To better find ‘evangelicals,’ in addition to the Christian Evangelical Scale questions we also asked questions about affiliation and whether respondents consider themselves to be evangelical Christians.
So, our three measures were:
- Evangelical Alignment: Do they score 28 or higher on the Christian Evangelical Scale?
- Affiliation: Are they affiliated with a church within the evangelical tradition?
- Evangelical self-identity: Do they consider themselves to be an evangelical Christian?
Chart 1 (shown at right) shows the how 2019 survey respondents answered these three questions. . . . We observe the following:
- The evangelically aligned are about 11% of the population.
- Evangelical affiliates are about 6% of the population.
- Those who consider themselves to be Evangelical Christians are about 6% of the population.
- The combination of all these groups represent about 13% of the population.
Still, the numbers make it clear that the situation is serious; Hiemstra wrote in his Faith Today article:
As for current attendance at religious services, 11 percent of Canadians now attend at least weekly (all religious traditions, not just Christians). This is down from 67 per cent just after the Second World War in 1946 and from 30 per cent in 1996.

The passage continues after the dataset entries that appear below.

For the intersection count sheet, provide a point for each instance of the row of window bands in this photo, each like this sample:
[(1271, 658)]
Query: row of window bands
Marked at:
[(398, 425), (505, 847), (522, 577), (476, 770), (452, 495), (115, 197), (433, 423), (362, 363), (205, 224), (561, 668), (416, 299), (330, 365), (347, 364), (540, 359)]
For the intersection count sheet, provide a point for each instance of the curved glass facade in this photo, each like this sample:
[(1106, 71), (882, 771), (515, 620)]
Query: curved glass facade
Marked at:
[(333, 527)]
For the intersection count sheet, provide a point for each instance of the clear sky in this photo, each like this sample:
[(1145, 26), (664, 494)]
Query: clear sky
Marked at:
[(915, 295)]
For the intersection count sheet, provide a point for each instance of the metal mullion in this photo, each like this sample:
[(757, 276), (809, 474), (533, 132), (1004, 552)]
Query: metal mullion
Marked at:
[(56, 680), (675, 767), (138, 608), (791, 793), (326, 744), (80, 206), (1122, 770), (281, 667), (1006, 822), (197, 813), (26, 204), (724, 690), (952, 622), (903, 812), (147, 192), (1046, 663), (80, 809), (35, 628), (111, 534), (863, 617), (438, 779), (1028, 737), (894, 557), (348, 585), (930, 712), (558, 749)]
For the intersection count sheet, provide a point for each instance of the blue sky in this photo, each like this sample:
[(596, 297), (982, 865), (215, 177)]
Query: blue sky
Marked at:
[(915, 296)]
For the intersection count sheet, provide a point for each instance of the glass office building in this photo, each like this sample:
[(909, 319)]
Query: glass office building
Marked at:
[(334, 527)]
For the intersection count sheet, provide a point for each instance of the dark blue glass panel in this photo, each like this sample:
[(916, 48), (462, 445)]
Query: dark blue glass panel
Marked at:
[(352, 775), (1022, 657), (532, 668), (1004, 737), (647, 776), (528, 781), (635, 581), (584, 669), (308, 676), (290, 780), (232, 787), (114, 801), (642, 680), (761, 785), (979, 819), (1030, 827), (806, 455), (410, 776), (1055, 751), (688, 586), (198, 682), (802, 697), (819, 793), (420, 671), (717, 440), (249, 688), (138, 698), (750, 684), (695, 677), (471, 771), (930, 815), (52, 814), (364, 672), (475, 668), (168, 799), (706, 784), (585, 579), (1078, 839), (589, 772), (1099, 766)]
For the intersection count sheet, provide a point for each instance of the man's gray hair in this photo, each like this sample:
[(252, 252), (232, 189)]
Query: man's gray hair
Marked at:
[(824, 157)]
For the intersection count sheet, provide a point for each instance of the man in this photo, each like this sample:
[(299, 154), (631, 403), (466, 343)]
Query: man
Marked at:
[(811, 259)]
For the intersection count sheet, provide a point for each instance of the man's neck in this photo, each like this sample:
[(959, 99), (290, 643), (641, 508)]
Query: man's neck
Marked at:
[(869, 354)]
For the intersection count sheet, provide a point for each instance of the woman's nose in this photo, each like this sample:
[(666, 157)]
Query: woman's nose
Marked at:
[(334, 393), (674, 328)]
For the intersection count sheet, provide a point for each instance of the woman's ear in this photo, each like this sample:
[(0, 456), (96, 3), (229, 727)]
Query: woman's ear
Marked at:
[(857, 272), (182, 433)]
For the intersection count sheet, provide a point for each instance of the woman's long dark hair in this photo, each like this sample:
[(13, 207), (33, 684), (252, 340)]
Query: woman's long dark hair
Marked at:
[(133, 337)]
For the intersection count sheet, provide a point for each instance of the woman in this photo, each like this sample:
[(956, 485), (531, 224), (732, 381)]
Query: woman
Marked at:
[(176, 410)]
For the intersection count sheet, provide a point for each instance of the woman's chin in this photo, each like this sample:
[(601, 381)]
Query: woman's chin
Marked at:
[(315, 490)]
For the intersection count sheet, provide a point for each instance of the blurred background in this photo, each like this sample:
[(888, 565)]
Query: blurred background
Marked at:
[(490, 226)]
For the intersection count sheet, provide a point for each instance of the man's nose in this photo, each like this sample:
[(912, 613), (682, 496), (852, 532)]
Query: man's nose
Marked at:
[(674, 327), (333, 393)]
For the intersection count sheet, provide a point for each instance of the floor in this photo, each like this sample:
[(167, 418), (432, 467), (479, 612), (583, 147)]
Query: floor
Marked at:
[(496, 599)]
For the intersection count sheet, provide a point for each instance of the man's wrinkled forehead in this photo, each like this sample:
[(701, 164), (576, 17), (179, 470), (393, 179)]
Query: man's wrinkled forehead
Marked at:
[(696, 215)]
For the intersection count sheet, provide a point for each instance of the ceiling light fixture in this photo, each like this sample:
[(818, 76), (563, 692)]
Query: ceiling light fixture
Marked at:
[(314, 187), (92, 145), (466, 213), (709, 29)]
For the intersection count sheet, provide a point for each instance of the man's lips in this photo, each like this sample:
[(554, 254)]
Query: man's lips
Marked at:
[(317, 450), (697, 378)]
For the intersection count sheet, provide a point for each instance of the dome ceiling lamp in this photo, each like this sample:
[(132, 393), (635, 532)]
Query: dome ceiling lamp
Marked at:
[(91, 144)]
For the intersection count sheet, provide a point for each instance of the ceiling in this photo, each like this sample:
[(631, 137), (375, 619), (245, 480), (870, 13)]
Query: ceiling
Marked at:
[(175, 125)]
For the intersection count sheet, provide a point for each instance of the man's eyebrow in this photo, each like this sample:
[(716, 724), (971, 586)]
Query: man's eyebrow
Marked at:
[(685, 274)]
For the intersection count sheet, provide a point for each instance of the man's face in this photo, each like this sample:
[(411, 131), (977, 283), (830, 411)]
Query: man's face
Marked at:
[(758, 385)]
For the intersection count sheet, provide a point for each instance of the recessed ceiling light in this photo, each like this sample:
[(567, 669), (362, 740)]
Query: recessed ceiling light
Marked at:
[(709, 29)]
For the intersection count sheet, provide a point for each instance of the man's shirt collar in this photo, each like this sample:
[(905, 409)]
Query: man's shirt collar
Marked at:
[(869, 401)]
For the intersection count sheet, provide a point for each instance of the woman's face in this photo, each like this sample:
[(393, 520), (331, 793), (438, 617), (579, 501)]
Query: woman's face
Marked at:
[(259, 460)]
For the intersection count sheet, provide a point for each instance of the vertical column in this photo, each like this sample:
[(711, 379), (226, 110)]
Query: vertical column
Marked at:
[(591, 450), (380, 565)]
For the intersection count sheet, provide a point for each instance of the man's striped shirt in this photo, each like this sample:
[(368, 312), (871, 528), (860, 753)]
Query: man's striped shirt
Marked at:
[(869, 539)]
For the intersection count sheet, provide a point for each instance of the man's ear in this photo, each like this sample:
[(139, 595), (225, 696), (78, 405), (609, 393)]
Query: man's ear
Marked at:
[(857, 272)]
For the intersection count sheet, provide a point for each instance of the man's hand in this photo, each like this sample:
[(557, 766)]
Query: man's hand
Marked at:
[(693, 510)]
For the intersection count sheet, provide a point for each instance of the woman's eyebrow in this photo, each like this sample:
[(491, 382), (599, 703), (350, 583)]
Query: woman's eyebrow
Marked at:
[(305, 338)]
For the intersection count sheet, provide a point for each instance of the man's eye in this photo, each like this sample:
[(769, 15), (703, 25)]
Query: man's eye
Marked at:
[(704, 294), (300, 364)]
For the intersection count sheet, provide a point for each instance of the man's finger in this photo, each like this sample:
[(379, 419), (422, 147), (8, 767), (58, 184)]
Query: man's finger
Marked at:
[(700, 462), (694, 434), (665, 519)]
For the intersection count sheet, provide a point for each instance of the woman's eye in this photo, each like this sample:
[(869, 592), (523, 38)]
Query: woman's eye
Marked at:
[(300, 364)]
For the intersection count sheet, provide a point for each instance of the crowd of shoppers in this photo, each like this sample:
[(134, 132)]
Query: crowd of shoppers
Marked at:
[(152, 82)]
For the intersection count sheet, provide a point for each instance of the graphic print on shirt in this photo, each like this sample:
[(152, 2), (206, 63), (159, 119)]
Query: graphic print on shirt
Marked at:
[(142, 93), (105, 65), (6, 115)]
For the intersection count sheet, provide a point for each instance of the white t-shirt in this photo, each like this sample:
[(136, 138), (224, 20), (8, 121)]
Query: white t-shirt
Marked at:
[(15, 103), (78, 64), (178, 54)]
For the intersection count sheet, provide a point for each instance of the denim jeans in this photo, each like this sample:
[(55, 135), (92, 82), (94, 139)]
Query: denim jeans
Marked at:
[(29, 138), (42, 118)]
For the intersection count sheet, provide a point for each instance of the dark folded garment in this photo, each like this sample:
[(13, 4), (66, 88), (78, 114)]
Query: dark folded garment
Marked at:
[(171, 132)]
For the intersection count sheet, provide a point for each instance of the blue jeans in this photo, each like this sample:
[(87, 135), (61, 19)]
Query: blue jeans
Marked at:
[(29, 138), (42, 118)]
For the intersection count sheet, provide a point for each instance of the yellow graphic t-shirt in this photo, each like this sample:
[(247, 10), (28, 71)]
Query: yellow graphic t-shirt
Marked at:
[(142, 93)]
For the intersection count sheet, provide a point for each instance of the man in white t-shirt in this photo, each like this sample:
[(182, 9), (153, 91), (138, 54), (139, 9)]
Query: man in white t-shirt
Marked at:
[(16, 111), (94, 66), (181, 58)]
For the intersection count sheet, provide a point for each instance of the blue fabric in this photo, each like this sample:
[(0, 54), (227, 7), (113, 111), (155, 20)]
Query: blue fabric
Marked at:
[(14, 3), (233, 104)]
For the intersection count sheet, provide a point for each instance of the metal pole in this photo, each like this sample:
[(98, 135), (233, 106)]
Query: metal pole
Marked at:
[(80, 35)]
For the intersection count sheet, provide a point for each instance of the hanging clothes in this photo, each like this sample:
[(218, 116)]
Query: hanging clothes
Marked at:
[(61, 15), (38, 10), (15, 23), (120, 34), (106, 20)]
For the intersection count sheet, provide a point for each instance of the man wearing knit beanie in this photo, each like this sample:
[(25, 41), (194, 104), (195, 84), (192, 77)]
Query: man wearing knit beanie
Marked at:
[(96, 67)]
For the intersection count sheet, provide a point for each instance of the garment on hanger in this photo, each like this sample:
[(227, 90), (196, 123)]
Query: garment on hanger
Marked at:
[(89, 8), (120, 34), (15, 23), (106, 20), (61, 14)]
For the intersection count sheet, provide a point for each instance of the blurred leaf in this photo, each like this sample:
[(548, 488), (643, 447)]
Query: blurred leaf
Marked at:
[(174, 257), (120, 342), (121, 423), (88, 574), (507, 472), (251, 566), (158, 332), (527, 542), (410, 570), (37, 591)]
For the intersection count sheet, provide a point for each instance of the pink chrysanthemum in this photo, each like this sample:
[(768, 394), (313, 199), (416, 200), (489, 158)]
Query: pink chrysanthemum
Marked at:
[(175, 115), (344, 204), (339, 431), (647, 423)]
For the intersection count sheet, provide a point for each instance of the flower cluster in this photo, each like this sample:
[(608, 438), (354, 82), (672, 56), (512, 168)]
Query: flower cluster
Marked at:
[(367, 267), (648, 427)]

Are poor attendance numbers all about young people not showing up for church? Yes and no. Young people aren’t showing up, but neither are older people. . . .
Our poll shows there are nearly eight times as many Canadians who never attend religious services as those who attend once, twice or three times a month.
For another introduction to the study, listen to researchers Rick Hiemstra and Sam Reimer of Crandall University on 32-minute The State of Religion in Canada podcast with Karen Stiller.
John Stackhouse also wrote a response for the January/February issue of Faith Today: Will Christianity disappear from Canada?
After noting that no wing of the church is immune to the decline described in the study (including the Roman Catholic Church), he concluded:
Could Christianity actually disappear from Canada? There are other lands where it has mostly vanished – consider North Africa and the Middle East under the pressure of Islamic regimes, or many former communist countries.
In Canada political forces and other religions have not been the main challenges to Christian faith – instead the challenge here since the Second World War has been a continuous experience of prosperity and security. Yes, there are troubling signs Christian faith is increasingly unwelcome, but in a global context it really isn’t all that hard to be a Christian in Canada.
For most of our Canadian neighbours the question is: Why should we bother to be Christians at all?
In a country as comfortable, busy and secure as Canada is today, maybe the interest of one-tenth of the population is all evangelicalism can aspire to holding.
Maybe the key concern to keep in mind as we build churches and relationships is this: Are we positioning ourselves so that, when life’s sharp edges eventually do cut through people’s cocoons of comfort, we are clearly standing ready to offer something else, something more?
Along the way we need to honestly take stock to make sure the reason we are merely enduring, instead of thriving, is not the result of our failure to ask enough of our neighbours, nor offer enough to them.
For if that’s true, then maybe it doesn’t matter much if such a pale, thin “Christianity” does disappear after all.